Transform Chemical Energy
Life's chemistry runs on the transformation of energy stored in chemical bonds. For example, glucose is a major energy storage molecule in living systems because the oxidative breakdown of glucose into carbon dioxide and water releases energy. Animals, fungi, and bacteria store up to 30,000 units of glucose in a single unit of glycogen, a 3-D structured molecule with branching chains of glucose molecules emanating from a protein core. When energy is needed for metabolic processes, glucose molecules are detached and oxidized.

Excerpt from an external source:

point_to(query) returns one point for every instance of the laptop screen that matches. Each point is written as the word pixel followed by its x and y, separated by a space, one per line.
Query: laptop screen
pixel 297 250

Transform Radiant Energy (Light)
The sun is the ultimate source of energy for many living systems. The sun emits radiant energy, which is carried by light and other electromagnetic radiation as streams of photons. When radiant energy reaches a living system, two events can happen. The radiant energy can convert to heat, or living systems can convert it to chemical energy. The latter conversion is not simple, but is a multi-step process starting when living systems such as algae, some bacteria, and plants capture photons. For example, a potato plant captures photons then converts the light energy into chemical energy through photosynthesis, storing the chemical energy underground as carbohydrates. The carbohydrates in turn feed other living systems.
Plants
Phylum Plantae ("plants"): Angiosperms, gymnosperms, green algae, and more
Plants have evolved by using special structures within their cells to harness energy directly from sunlight. There are currently over 350,000 known species of plants which include angiosperms (flowering trees and plants), gymnosperms (conifers, Gingkos, and others), ferns, hornworts, liverworts, mosses, and green algae. While most get energy through the process of photosynthesis, some are partially carnivores, feeding on the bodies of insects, and others are plant parasites, feeding entirely off of other plants. Plants reproduce through fruits, seeds, spores, and even asexually. They evolved around 500 million years ago and can now be found on every continent worldwide.